HCV prevalence in other Hispanic populations has not been investigated adequately, but evidence suggests that they may have higher HCV prevalence than non-Hispanic whites, and may progress to fibrosis and cirrhosis faster.3 Chronic liver disease, due predominately to HCV and/or alcohol, is the seventh leading cause of death among Hispanics, while it is the twelfth leading cause of death in other groups. The impact of this disparity on the health-care system is significant since Hispanics are the fastest-growing demographic in the U.S.
Native American/Alaskan Natives (NA/AN) are burdened disproportionately by chronic liver disease, however HCV prevalence in NA/AN is unknown. One study documented anti-HCV antibody in 28/243 (11.5 percent) of NA patients at a large urban clinic,4 while a study of pregnant NA women documented HCV infection in 3.1 percent. The actual prevalence of HCV in NA/AN probably lies between these numbers. HCV incidence is declining for all racial/ethnic groups, however, persistent racial and ethnic differences in chronic HCV, especially among people > 40 years, illuminate an important cohort effect that will persist as infected people age.

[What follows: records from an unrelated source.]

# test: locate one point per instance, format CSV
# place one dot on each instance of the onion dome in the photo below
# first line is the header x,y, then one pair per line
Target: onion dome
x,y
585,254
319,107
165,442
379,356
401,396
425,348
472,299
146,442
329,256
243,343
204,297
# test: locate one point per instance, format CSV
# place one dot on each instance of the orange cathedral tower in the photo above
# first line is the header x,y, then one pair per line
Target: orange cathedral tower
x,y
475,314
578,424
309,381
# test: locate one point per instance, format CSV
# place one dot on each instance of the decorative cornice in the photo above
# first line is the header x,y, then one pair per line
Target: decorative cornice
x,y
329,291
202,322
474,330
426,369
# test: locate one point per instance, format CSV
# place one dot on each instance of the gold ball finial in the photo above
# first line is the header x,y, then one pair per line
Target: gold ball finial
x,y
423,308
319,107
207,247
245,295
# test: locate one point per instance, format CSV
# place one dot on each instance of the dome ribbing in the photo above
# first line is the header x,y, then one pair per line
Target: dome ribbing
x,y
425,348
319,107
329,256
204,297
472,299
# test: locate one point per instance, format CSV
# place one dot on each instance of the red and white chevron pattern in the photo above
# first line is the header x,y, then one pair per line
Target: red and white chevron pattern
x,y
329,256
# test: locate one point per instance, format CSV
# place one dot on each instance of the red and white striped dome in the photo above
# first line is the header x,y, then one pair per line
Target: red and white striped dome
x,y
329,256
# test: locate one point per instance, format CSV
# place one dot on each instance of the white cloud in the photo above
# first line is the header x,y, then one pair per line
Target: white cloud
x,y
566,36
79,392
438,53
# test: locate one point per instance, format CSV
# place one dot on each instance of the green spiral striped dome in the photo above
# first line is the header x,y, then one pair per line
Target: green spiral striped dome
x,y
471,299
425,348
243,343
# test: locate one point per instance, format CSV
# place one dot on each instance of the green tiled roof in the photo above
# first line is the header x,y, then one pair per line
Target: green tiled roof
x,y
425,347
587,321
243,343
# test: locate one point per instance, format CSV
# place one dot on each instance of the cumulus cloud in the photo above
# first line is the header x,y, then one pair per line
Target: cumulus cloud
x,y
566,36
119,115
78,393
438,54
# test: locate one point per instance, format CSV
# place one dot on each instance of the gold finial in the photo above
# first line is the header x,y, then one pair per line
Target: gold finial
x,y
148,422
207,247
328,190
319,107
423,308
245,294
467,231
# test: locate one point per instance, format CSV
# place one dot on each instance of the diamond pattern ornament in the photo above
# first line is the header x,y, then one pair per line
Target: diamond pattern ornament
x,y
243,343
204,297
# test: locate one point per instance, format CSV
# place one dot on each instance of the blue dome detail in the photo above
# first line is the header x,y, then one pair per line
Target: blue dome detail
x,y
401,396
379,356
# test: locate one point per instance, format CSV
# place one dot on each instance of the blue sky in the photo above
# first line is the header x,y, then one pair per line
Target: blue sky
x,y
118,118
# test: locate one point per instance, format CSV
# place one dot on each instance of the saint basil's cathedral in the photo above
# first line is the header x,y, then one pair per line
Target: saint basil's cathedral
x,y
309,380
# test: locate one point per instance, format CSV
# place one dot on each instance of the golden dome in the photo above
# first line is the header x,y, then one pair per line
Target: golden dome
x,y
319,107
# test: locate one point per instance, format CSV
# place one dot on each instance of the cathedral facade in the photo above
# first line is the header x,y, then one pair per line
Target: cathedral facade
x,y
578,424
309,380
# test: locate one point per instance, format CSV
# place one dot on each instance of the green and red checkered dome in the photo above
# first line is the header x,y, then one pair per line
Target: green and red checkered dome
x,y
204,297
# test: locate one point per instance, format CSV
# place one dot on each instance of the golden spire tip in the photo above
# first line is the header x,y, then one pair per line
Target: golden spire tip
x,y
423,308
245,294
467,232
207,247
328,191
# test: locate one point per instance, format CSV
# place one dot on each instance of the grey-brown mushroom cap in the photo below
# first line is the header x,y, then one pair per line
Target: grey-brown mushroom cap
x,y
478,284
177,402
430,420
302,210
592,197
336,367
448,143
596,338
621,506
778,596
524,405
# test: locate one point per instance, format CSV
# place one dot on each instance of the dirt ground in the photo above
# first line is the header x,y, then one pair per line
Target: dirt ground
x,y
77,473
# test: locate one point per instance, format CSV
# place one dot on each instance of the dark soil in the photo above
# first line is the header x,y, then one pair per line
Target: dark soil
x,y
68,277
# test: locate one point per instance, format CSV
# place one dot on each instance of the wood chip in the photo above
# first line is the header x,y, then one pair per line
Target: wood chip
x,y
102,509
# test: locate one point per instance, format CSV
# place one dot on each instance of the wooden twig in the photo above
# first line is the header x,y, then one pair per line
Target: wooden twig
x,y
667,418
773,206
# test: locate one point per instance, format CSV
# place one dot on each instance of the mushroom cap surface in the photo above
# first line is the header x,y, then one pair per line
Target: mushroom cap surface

High HCV prevalence among African Americans and Hispanics translates into a substantial risk of HCV-associated cirrhosis, end-stage liver disease and hepatocellular carcinoma (HCC). A recent study documented a two- to three-fold higher incidence of HCC among African Americans and Hispanics compared to non-Hispanic whites. Much of the burden of HCC in minority populations is attributable to HCV.5
In order to prevent HCV-associated complications, we need treatment against HCV that is well tolerated and effective in most patients. Unfortunately, standard treatment for HCV — peginterferon and ribavirin — is neither. Treatment is effective in only 50 percent of patients infected with genotype 1 HCV, and African Americans and Hispanics may respond less to antiviral treatment than non-Hispanic whites. Furthermore, there are virtually no treatment data for NA/AN, as they are poorly represented in clinical trials. The Virahep-C study, a large study of African Americans and whites with genotype 1 HCV treated with peg-interferon α-2a and ribavirin, demonstrated a significantly lower sustained virologic response (SVR) rate in African Americans compared to whites (28 percent versus 52 percent).6 Inferior treatment response in African Americans has also been demonstrated with peg-interferon α-2b, and in patients with HCV genotypes two and three.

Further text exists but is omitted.